The mystery man dubbed "horse-boy"—the latest phenomenon in the UK—has now been sighted in Aberdeen. In a real-life version of the United States’ “Where’s Waldo”, people scramble to identify the man wearing a chestnut horse head—throwing the BBC story to over a million hits at week’s end.

“Horse boy” sightings—now also shown on Google Street View—is of an unidentified man wearing dark pants, a purple shirt, and topped with a chestnut and white horse's head. has become a popular attraction on Google's service which offers a detailed photographic map of streets. “Horse boy” has now been sighted in Aberdeen.

Dozens of BBC news website users claim to know the identity of “horse boy”, in a story heading to top the charts—and making “horse boy” the man everyone wants to know.

Stranger yet—as ‘sightings’ of “horse boy” increase, yet others seem to want to be him--sending in photos to BBC, of the mystery man and claiming the identity as their own.

A German man—Stefan Kleen--says he and a friend met horse-boy at a German festival last weekend. Kleen said, "He [the unidentified man known as horse boy] only spoke English so we didn't really talk a lot to him."

Maybe more of a mystery is that the man living in Germany, with the name of Kleen, only speaks English.

“Horse boy” has got a lot of similarities to the main character in the intriguing “Where’s Waldo” series—minus the red and white striped shirt: “Horse boy” seems to be quite the international traveler—supposedly spotted in country after country, and the European media’s following those ‘travels’ that continue to be updated by email and at the BBC website.

Anders Hauge says “horse boy” has been shopping in Haugesund in Norway; John Hammond is convinced “horse boy” was playing golf, relaxing in the bars of Marbella; Julian Sykes says there was a “horse boy” sighting in Cardiff.

John Ainsworth says he saw horse-boy in Norwich in the early part of 2010, walking through Wensum Park, saying "I thought I was hallucinating at first but then realized it was real."

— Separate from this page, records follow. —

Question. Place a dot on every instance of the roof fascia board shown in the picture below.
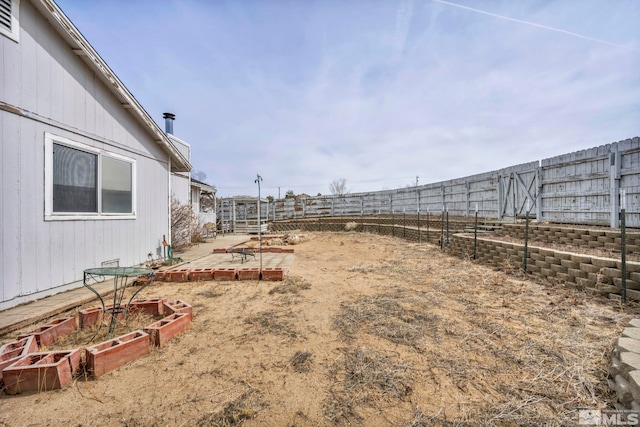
(64, 26)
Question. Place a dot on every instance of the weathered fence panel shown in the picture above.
(578, 188)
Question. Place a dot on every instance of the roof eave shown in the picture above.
(82, 48)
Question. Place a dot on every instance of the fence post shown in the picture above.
(623, 244)
(614, 185)
(475, 234)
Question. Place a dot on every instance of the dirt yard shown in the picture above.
(366, 330)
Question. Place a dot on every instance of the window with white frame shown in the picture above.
(85, 182)
(9, 12)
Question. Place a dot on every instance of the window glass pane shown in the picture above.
(117, 189)
(74, 180)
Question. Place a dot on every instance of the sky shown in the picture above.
(381, 93)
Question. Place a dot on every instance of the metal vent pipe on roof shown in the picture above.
(168, 122)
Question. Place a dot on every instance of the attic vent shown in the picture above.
(5, 14)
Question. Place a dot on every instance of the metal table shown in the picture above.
(121, 277)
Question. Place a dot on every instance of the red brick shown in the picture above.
(164, 330)
(153, 306)
(178, 275)
(52, 331)
(13, 351)
(41, 371)
(249, 273)
(112, 354)
(198, 274)
(178, 306)
(273, 274)
(225, 274)
(159, 276)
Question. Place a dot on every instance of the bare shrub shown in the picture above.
(363, 377)
(301, 361)
(185, 229)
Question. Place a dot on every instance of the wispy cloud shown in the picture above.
(533, 24)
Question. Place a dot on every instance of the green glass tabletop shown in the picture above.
(119, 271)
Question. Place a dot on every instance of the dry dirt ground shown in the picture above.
(366, 330)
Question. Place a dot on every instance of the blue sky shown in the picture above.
(376, 92)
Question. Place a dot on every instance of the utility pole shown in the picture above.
(257, 181)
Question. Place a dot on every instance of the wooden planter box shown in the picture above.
(225, 274)
(178, 306)
(273, 274)
(164, 330)
(52, 331)
(179, 275)
(41, 371)
(249, 273)
(198, 274)
(13, 351)
(112, 354)
(90, 317)
(153, 306)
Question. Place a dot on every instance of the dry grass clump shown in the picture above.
(290, 285)
(210, 293)
(388, 316)
(301, 361)
(273, 322)
(234, 412)
(364, 377)
(351, 226)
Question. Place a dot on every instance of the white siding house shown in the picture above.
(85, 173)
(181, 181)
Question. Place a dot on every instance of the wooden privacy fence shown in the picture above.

Gareth Remblance pointed out: "Horse boy isn't a person, it's a cheap mask.”

Well, cheap mask or not—it’s still a real person, though possibly more than one—the same man says, “I saw at least three people wearing similar heads at this year's Download Festival in Donington."

“Horse boy” still hasn’t turned up in the United States—but there’s plenty of time.

It’s hard to say whether the “horse boy” is a real-life “Where’s Waldo” version for bored European adults—or if there’s an actual point to the hoax. If there’s a point to it all, that point may be worth money. The BBC News website had more than 874,000 hits 48 hours ago—from those intrigued by the ‘headed’ mystery man—the BBC site’s story topping one million hits by yesterday, numbers shooting up as intrigue follows.